The other lesson from the Acuity decision is that insurers cannot simply delegate the investigation of a first-party claim to outside counsel as a failsafe insulation from bad faith liability. While it seems backward to require the insurer to attempt to discover facts which would create coverage (a burden that in any other context would properly belong to the other party to the contract), some courts will continue to impose this requirement on insurers in one form or another. Even in jurisdictions which adhere to the majority “fairly debatable” doctrine, an insurer who puts its head in the sand to avoid discovering facts adverse to coverage will be charged with knowledge of those facts nonetheless. Therefore, the “head-in-the-sand” approach is ill-advised in any jurisdiction.


  1. George Carman, date unknown. See:
  2. See Dakota, Minnesota & Eastern R. Co. v. Acuity, — N.W.2d —, 2009 WL 2412140 (S.D. 2009).
  3.  , — N.W.2d —, 2009 WL 2412140 (S.D. 2009).
  4.  Neither the opinion, nor a predecessor opinion involving the same dispute elaborates on how the employee qualified as an insured for UIM coverage. Typical commercial automobile policies do not provide such coverage.
  5. The truck was equipped with a “Hy-Lift” device, a pair of wheels which, when lowered, keep the truck centered on railroad tracks.
  6. The facts are taken from both the 2009 opinion, and its predecessor, Dakota, Minnesota & Eastern R. Co. v. Acuity, 720 N.W.2d 655 (S.D. 2006).
  7. 45 U.S.C. § 51, et. seq.
  8. See Dakota, Minnesota & Eastern R. Co. v. Acuity, 720 N.W.2d 655 (S.D. 2006).
  9. Dakota, Minnesota & Eastern R. Co. v. Acuity, — N.W.2d —, 2009 WL 2412140 at 15, n. 3.
  10. Acuity’s retention of counsel to provide a coverage opinion was considered by the Court to be a request for the attorney to undertake the insurer’s duty of investigation and therefore a complete delegation of Acuity’s claims handling function.
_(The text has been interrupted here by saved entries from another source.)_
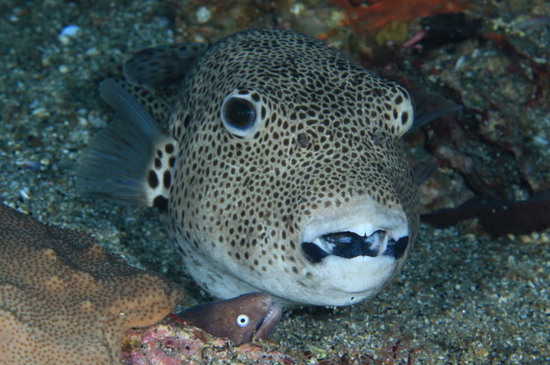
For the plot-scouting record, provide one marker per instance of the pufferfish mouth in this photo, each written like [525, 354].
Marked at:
[353, 243]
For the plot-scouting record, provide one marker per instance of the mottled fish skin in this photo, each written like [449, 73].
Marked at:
[283, 173]
[241, 319]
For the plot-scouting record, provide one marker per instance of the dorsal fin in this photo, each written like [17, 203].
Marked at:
[164, 66]
[428, 107]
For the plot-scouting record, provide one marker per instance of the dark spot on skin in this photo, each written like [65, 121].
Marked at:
[302, 140]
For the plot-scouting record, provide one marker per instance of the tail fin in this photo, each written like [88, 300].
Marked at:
[130, 161]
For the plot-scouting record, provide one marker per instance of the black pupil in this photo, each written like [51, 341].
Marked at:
[239, 113]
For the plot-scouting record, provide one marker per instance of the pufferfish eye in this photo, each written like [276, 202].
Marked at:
[243, 320]
[240, 112]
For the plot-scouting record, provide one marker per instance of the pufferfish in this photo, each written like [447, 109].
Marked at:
[282, 169]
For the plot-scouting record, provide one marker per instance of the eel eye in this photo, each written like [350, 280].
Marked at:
[243, 320]
[240, 112]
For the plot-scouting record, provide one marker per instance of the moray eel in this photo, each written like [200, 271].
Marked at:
[281, 169]
[241, 319]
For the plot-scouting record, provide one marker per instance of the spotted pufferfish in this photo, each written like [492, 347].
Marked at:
[282, 170]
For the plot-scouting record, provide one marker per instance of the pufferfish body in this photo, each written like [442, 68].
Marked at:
[282, 169]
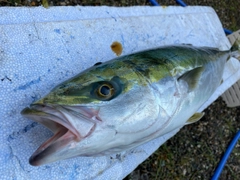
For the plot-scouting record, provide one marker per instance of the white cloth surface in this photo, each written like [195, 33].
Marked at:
[40, 48]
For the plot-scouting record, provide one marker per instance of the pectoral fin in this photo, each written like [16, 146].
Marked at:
[194, 118]
[192, 77]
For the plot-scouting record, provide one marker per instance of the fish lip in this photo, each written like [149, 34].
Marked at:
[65, 134]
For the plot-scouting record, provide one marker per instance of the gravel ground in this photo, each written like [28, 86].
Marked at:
[196, 150]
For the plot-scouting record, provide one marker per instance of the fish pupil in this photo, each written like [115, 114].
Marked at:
[105, 90]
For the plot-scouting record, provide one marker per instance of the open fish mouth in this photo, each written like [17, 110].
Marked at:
[69, 125]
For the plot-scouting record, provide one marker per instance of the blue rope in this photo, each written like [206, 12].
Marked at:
[154, 3]
[237, 136]
[225, 156]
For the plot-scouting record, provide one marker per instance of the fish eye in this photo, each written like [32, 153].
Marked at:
[105, 91]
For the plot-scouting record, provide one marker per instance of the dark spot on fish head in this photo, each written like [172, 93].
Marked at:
[117, 48]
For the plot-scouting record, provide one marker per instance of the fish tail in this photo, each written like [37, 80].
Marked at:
[235, 40]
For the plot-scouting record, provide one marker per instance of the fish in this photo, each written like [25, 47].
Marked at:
[120, 104]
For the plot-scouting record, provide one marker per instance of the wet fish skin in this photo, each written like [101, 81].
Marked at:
[122, 103]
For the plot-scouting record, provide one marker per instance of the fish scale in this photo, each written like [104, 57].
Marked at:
[146, 95]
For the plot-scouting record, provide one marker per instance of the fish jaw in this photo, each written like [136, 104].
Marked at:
[65, 128]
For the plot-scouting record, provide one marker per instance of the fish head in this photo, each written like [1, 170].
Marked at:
[98, 112]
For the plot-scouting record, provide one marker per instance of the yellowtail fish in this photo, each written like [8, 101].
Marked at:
[122, 103]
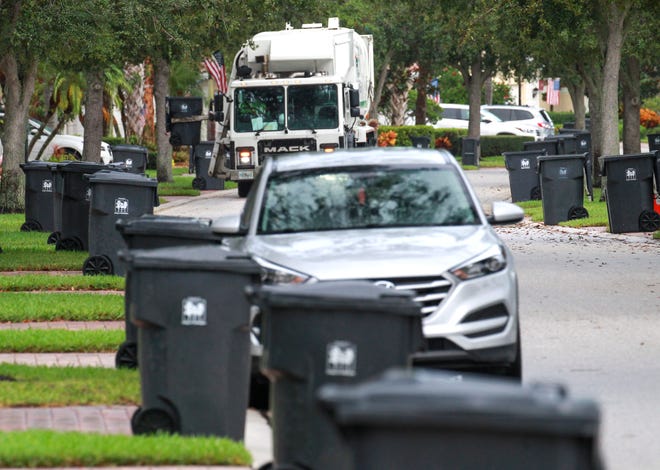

That portion of the Court’s opinion is not considered herein.
  11. Id., — N.W.2d at —, 2009 WL 2412140 at 1 (internal footnote omitted).
  12. Id.
  13. That finding formed the basis for a second part of the court’s opinion, i.e., that Olson was entitled to take the deposition of Thimsen and obtain correspondence between Thimsen and Acuity despite Acuity’s claim of privilege. Id., — N.W.2d at —, 2009 WL 2412140, pp. 12-15. That portion of the court’s opinion is not discussed herein.
  14. See, e.g., Trinity Evangelical Lutheran Church & School-Freistadt v. Tower Ins. Co., 661 N.W.2d 789 (Wis. 2003); Skaling v. Aetna Ins. Co., 799 A.2d 997 (R.I. 2002); Farmland Mut. Ins. Co. v. Johnson, 36 S.W.3d 368 (Ky. 2000); Ailisch v. State Farm Mut. Auto. Ins. Co., 995 P.2d 276 (Ariz. 2000); S.W. Energy Corp. v. Continental Ins. Co., 974 P.2d 1239 (Utah 1999); Dolan v. Aid Ins. Co., 431 N.W.2d 790 (Iowa 1988).
  15. Dakota, Minnesota & Eastern R. Co. v. Acuity, — N.W.2d —, 2009 WL 2412140 at 8.
  16. Dakota, Minnesota & Eastern R. Co. v. Acuity, — N.W.2d —, 2009 WL 2412140 at 4, citing Champion v. United States Fidelity & Guar. Co., 399 N.W.2d 320, 324 (S.D. 1987).
  17. City of Daytona Beach v. Bush, 742 So. 2d 335 (Fla. 5th DCA 1999).
  18. Unfortunately, the court’s opinion contains little detail regarding the procedural posture of the case. In the event the appellant had not sought summary judgment in the trial court, the supreme court obviously could not grant that relief on appeal. However, it could and should have decided the legal question, leaving the remedy to the trial court.
  19. Tara Hills Villas, Inc. v. Columbia Ins. Group, 2008 WL 2839036 (Neb. Ct. App. 2008)(unreported).